ZDF-Film "So weit das Meer": Engel der Vergangenheit

Der ZDF-Film „So weit das Meer“ mit Uwe Kockisch und Suzanne von Borsody operiert in den Schwarzen Löchern der Gerechtigkeit.

Wenn eine von Uwe Kockisch gespielte Figur nach 15 Jahren Haft aus dem Gefängnis gespuckt wird, dann weiß der Zuschauer: Es ist nicht vorbei. Ob als venezianischer Commissario Brunetti oder als Stasi-Offizier in der Serie „Weissensee“, dem Darsteller hängt unnachahmlich der Nimbus an, dass er ein Engel der Vergangenheit ist, gegerbt von den Wunden ungesühnter Schuld, Michael Kohlhaas’ entfernter Verwandter.

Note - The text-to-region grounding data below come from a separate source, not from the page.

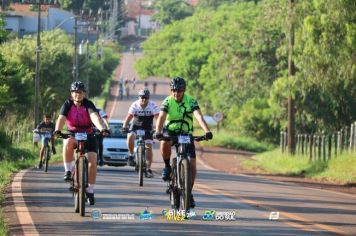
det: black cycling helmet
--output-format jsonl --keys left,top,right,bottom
{"left": 138, "top": 88, "right": 150, "bottom": 97}
{"left": 70, "top": 81, "right": 86, "bottom": 92}
{"left": 170, "top": 76, "right": 186, "bottom": 91}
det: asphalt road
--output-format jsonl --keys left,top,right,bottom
{"left": 4, "top": 52, "right": 356, "bottom": 236}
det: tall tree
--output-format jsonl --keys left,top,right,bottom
{"left": 151, "top": 0, "right": 194, "bottom": 26}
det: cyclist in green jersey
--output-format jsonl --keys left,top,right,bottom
{"left": 154, "top": 77, "right": 213, "bottom": 208}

Irgendwo an der Ostsee spielt der Film. Kockisch stellt in diesem etwas unterkomplex als „Küstenkrimi“ bezeichneten Film (Buch: Paul J. Milbers & Sabine Radebold, Regie: Axel Barth) den Kapitän Wolf Harms dar. Der Rollenvorname Wolf passt zum Isegrim-Image.

Wolf Harms ist bestraft worden, weil er als Vater den mutmaßlichen Vergewaltiger seiner damals 16-jährigen Tochter Jette Harms (Katharina Schüttler) erschossen hat. Den getöteten Verdächtigen hatte die Polizei allerdings nicht überführen können. Aus der Vergewaltigung ist der Sohn Nils (Junis Marlon) entstanden, den Jette behalten hatte und der in der späteren Ehe mit Peer (Tom Radisch) aufwächst.

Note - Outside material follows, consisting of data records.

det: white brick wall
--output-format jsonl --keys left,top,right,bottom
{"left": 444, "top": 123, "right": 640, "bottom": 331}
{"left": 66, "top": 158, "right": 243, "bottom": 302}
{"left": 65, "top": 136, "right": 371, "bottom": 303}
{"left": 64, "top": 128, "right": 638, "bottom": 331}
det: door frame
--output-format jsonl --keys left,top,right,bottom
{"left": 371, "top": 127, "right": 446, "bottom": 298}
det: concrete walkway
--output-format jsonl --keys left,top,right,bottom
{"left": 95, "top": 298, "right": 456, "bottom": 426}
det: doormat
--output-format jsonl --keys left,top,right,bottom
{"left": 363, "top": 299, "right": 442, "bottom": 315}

Dieser Sohn weiß nichts von seiner gewaltsamen Zeugung, Wolfs Ehefrau Agnes (sehr präzise in der Darstellung zwischen Trennung von ihrem Mann und der Zuwendung zu einem neuen Partner: Imogen Kogge) möchte vergessen, auch Tochter Jette sucht Auswege aus dem Trauma – sie hatte während der Gewalttat das Bewusstsein verloren.

Bewunderung für die Selbstjustiz

Der Ort, in den Harms zurückkommt, hat die Tat weitgehend vergessen, obwohl es dort noch immer Menschen gibt, die Bewunderung für das Selbstjustizverbrechen empfinden. Die Kamera (Simon Schmejkal) weidet sich an pathetischen Bildern, die den eigenbrötlerischen Rückkehrer vor eine Kulisse aus Meer und Wellen stellen. Der führt etwas im Schilde, vermittelt das, der ist noch immer ein innerlich Gefangener. Mit dem gelingt kein Vergessen. Einsam wie Caspar David Friedrichs „Mönch am Meer“, bloß ein falscher Heiliger, dem Vergeltung mehr gilt als Erhaltung des Lebens. Was Kockischs Darstellung so gefährlich macht, ist zudem die schüchtern wirkende Kreide, hinter der sich dieser Wolf versteckt.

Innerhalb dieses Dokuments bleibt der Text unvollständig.